In August 1862 Lee wrote to Jefferson Davis: “If we are able to change the theater of the war from the James River to the north of the Rappahannock we shall be able to consume provisions and forage now being used in supporting the enemy.” So Lee moved into Northern Virginia to meet Pope’s threatened overland campaign against Richmond. At Second Manassas (Bull Run) the Union army was defeated again and withdrew into the fortifications around Washington.
Lee took advantage of this opportunity and made his first invasion north into Maryland, only to be defeated by McClellan at Antietam (Sharpsburg) in September. Lee then withdrew into Virginia, and at Fredericksburg in December he severely repulsed Gen. Ambrose Burnside’s move on Richmond. In the spring of 1863 the Union army, now under Hooker, attempted to flank Lee’s left and rear to cut him off from Richmond, but it was decisively defeated at Chancellorsville and driven back across the Rapidan. Lee then made his second thrust north, penetrating into Pennsylvania, but was beaten back by Meade at Gettysburg in the summer of 1863 and, once again, retired into Virginia.

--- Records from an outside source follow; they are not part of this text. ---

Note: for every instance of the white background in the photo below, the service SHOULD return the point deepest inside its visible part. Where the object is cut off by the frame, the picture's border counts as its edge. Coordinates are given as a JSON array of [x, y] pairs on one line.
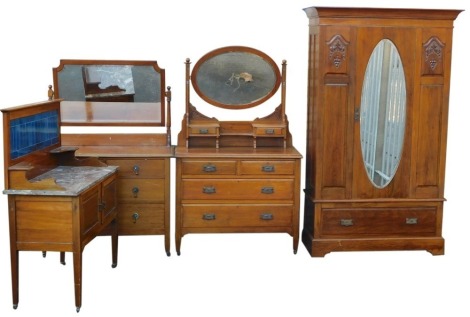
[[231, 274]]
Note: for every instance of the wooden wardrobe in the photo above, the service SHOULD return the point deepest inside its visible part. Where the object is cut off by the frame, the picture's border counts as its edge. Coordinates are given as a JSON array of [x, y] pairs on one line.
[[378, 94]]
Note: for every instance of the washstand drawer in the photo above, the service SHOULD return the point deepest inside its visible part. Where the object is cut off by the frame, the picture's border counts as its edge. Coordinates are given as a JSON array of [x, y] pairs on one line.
[[139, 168], [267, 167], [191, 167], [140, 218], [379, 221], [151, 190], [246, 189], [237, 215]]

These gallant armies fought each other across the fields of Pennsylvania, Maryland, and Virginia before they clashed again in the outskirts of Richmond 2 years later.
Part Two
THE FINAL STRUGGLE FOR RICHMOND, 1864-65
Lincoln’s New Commander
In March 1864 President Lincoln appointed Gen. Ulysses S. Grant as commanding general of all the Union armies. Said Grant: “In the east the opposing forces stood in substantially the same relations toward each other as three years before, or when the war began; they were both between the Federal and Confederate Capitals. Battles had been fought of as great severity as had ever been known in war * * * from the James River to Gettysburg, with indecisive results.” He hoped to change this situation by putting pressure on all Confederate armies at the same time, something that had never been done before.